Managing Nodes on Bare Metal

This document explains how to deploy worker nodes, scale them up and down, replace specific machines, and recover failed nodes on the bare-metal provider. Node management uses Cluster API Machine resources orchestrated through MachineDeployment; the provider binds each Machine to one MachineInventory from a pool and drives the host through clean / reprovision plans.

Prerequisites

WARNING

Important Prerequisites

  • The control plane must already be running. See Create Cluster.
  • The worker MachineInventoryPool must contain at least as many Available inventories as the target replica count, plus the headroom required by the rollout strategy.
  • The target Machine.spec.version must be a key in the elemental-image-catalog ConfigMap.
INFO

Configuration Guidelines

When working with the configurations in this document:

  • Only modify values enclosed in <> brackets.
  • Replace placeholder values with your environment-specific settings.
  • Preserve all other default configurations unless explicitly required.

Overview

The four resources that compose a worker node group:

  1. MachineInventoryPool (<cluster-name>-worker-pool) — the allowed set of MachineInventory names. Already created in Create Cluster → Step 2.
  2. BaremetalMachineTemplate (<cluster-name>-worker-template) — points at the worker pool. CAPI requires that this template be replaced (new metadata.name) every time the underlying pool reference or allocation policy changes.
  3. KubeadmConfigTemplate (<cluster-name>-worker-bootstrap) — cloud-init user-data for kubeadm join. The bare-metal provider normalizes this user-data at reprovision time (hostname, provider-id, criSocket); operators should not pre-fill those fields.
  4. MachineDeployment — controls replica count, version, rollout strategy.

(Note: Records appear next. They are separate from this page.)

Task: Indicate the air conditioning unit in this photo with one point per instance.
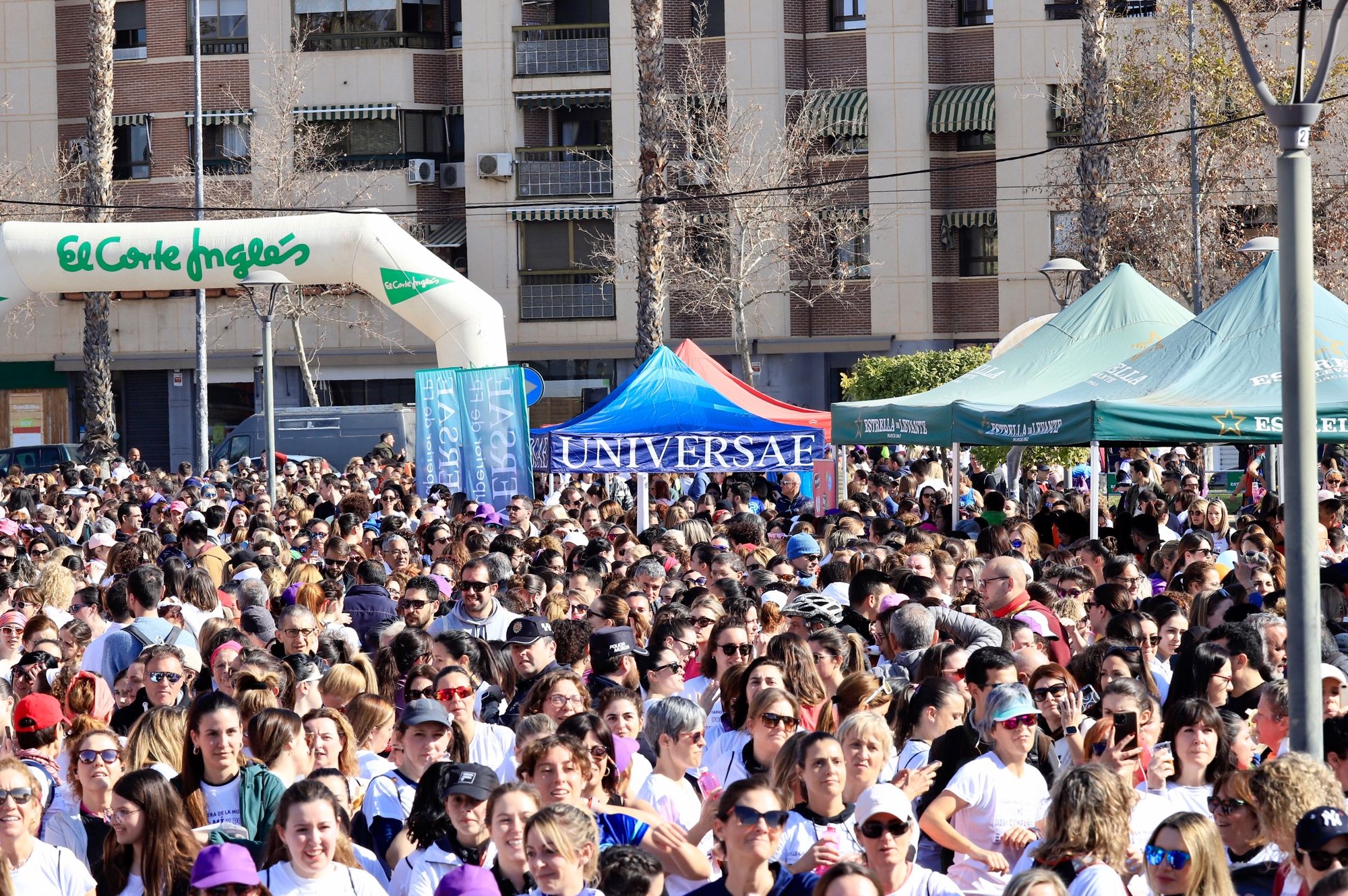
(452, 176)
(694, 173)
(421, 172)
(495, 165)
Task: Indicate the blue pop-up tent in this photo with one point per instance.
(667, 418)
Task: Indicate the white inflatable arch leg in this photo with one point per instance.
(367, 250)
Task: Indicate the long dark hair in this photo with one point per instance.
(169, 847)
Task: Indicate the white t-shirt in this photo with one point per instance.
(53, 871)
(223, 802)
(340, 881)
(998, 801)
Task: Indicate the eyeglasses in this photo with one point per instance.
(1041, 695)
(1226, 806)
(776, 720)
(1029, 720)
(1322, 860)
(873, 831)
(1177, 858)
(776, 820)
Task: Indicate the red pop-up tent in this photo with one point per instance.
(746, 397)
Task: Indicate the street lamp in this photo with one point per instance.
(1071, 271)
(272, 282)
(1296, 276)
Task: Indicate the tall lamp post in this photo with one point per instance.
(272, 284)
(1293, 122)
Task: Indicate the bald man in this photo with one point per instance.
(1004, 595)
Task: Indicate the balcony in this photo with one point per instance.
(565, 296)
(377, 41)
(561, 49)
(541, 172)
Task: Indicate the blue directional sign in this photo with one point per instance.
(533, 386)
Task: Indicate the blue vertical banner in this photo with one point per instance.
(474, 425)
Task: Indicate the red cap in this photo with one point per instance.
(37, 712)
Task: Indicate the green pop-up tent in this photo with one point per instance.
(1217, 379)
(1114, 321)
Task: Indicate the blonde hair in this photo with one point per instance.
(568, 829)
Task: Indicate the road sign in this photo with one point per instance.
(533, 386)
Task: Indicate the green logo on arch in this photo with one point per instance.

The Cluster API contract for templates: the running Machine set keeps an in-memory snapshot of the previous template, so editing a template in place does not trigger a rollout. Worker upgrades create a new BaremetalMachineTemplate and patch MachineDeployment.spec.template.spec.infrastructureRef.name to point at it.

Worker Node Deployment

Step 1: Confirm the Worker Pool Capacity

kubectl -n cpaas-system get machineinventorypools.infrastructure.cluster.x-k8s.io <cluster-name>-worker-pool

status.available must be at least the target replica count. If you need additional capacity, register more hosts (boot the SeedImage ISO on them — see Create Cluster → Step 1) and add their MachineInventory names to spec.machineInventories.

Step 2: Configure the Worker BaremetalMachineTemplate

apiVersion: infrastructure.cluster.x-k8s.io/v1beta1
kind: BaremetalMachineTemplate
metadata:
  name: <cluster-name>-worker-template
  namespace: cpaas-system
spec:
  template:
    spec:
      machineInventoryPoolRef:
        name: <cluster-name>-worker-pool

Key parameters:

ParameterTypeDescriptionRequired
.spec.template.spec.machineInventoryPoolRef.namestringWorker pool name (same namespace). Immutable once the template is created.Yes

allocationPolicy is reserved for future expansion. The provider currently treats every pool as Ordered — it picks the first Available inventory in declaration order.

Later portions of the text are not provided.